CS153 2003S : Sorting

Summary: We consider a variety of techniques used to put a list or vector in order.

Sorting a collection of values -- arranging them in a fixed order, usually alphabetical or numerical -- is one of the most common computing applications. When the number of values is even moderately large, sorting is such a tiresome, error-prone, and time-consuming process for human beings that the programmer should automate it whenever possible. For this reason, computer scientists have studied this application with extreme care and thoroughness.

One of the clear results of their investigations is that no one algorithm for sorting is best in all cases. Which approach is best depends on whether one is sorting a small collection or a large one, on whether the individual elements occupy a lot of storage (so that moving them around in memory is time-consuming), on how easy it is to compare two elements to figure out which one should precede the other, and so on. In this course we'll be looking at two of the most generally useful algorithms for sorting: insertion sort, which is the subject of this reading, and merge sort, which we'll talk about in another reading. We may also discuss others in our general exploration of sorting.
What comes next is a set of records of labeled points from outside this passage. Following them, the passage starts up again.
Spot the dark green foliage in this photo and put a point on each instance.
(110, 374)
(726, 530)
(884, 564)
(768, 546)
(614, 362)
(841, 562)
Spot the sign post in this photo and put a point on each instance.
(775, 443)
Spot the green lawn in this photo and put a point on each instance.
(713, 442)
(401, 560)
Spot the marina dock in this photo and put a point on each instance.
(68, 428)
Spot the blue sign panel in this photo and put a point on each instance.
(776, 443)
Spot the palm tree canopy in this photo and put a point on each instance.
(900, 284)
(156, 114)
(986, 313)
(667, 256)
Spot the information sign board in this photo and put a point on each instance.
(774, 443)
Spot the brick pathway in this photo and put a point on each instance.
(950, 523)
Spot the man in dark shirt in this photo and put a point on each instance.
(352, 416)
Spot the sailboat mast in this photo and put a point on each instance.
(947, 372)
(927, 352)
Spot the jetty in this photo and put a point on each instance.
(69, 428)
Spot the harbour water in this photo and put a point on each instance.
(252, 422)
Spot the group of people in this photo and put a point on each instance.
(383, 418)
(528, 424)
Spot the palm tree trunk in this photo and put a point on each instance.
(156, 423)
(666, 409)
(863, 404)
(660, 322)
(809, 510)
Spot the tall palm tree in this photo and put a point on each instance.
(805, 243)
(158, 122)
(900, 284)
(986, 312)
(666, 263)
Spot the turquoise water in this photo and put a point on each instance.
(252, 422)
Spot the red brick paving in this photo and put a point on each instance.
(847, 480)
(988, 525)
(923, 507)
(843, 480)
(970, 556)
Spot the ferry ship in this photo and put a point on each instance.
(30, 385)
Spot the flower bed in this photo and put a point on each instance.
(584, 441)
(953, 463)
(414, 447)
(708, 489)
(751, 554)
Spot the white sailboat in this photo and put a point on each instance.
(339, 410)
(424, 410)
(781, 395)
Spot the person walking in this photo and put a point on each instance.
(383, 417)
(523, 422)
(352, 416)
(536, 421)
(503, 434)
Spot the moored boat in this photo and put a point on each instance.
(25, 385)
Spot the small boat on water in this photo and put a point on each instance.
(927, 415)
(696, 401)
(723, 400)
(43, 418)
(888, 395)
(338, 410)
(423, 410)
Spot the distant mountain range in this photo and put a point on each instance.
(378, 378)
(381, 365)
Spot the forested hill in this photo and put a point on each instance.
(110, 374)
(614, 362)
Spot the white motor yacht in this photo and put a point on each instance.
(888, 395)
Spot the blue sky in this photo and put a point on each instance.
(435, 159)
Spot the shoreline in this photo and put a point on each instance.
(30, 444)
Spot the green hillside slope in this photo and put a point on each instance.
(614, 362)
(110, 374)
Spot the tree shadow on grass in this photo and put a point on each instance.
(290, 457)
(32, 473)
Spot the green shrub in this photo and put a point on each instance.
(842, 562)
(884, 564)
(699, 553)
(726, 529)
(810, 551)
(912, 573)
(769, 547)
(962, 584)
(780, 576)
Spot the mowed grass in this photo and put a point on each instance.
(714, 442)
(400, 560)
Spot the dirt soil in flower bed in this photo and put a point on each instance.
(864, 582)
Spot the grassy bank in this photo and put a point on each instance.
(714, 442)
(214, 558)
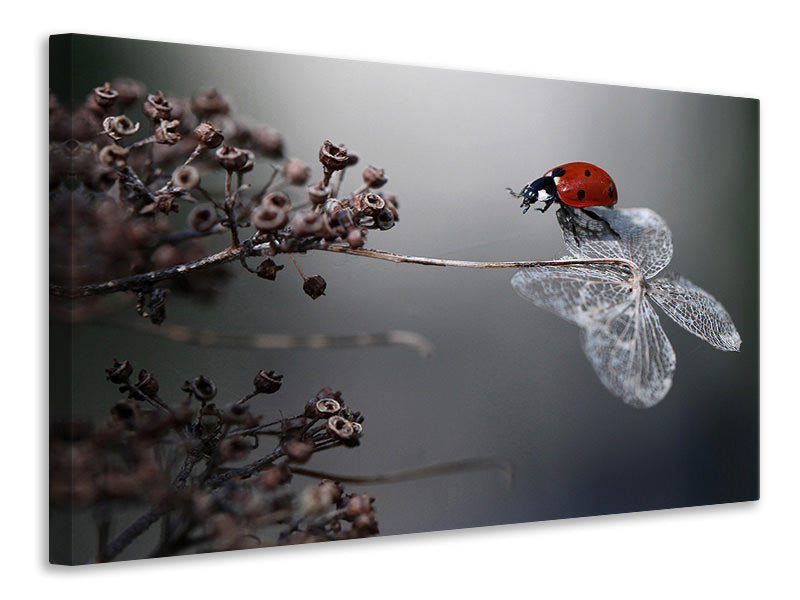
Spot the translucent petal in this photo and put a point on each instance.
(695, 310)
(631, 353)
(579, 294)
(643, 238)
(622, 336)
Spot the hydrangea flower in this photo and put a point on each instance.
(612, 303)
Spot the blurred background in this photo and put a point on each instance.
(506, 379)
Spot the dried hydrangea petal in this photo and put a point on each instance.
(695, 310)
(643, 238)
(631, 354)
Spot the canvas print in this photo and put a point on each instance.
(296, 299)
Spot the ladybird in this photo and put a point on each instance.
(574, 187)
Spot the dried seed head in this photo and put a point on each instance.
(333, 157)
(355, 238)
(384, 220)
(210, 102)
(156, 107)
(207, 136)
(307, 224)
(322, 408)
(267, 382)
(314, 287)
(113, 156)
(369, 204)
(119, 372)
(374, 177)
(232, 159)
(119, 127)
(340, 428)
(186, 178)
(296, 172)
(104, 96)
(268, 269)
(267, 217)
(167, 132)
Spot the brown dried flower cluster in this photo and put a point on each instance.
(126, 159)
(202, 466)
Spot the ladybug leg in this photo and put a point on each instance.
(567, 223)
(547, 204)
(598, 225)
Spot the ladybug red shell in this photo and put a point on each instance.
(577, 184)
(576, 187)
(583, 184)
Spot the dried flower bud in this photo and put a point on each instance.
(333, 157)
(119, 372)
(374, 177)
(207, 136)
(267, 382)
(384, 220)
(119, 127)
(210, 102)
(299, 451)
(203, 388)
(340, 428)
(314, 287)
(105, 96)
(358, 505)
(232, 159)
(368, 204)
(156, 107)
(186, 177)
(318, 193)
(268, 269)
(267, 141)
(296, 172)
(322, 408)
(307, 224)
(267, 217)
(167, 132)
(147, 384)
(113, 156)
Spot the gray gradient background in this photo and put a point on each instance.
(507, 379)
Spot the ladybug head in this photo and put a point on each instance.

Imagine first that we're given a collection of values and a rule for arranging them. The values might actually be stored either in a list or in a vector; let's assume first that they are in a list. The rule typically takes the form of a predicate of arity 2 that can be applied to any two values in the set to determine whether the first of them could precede the second when the values have been sorted. (For example, if one wants to sort a set of real numbers into ascending numerical order, the rule should be the predicate <=; if one wants to sort a set of strings into alphabetical order, ignoring case, the rule should be string-ci<=?, and so on.)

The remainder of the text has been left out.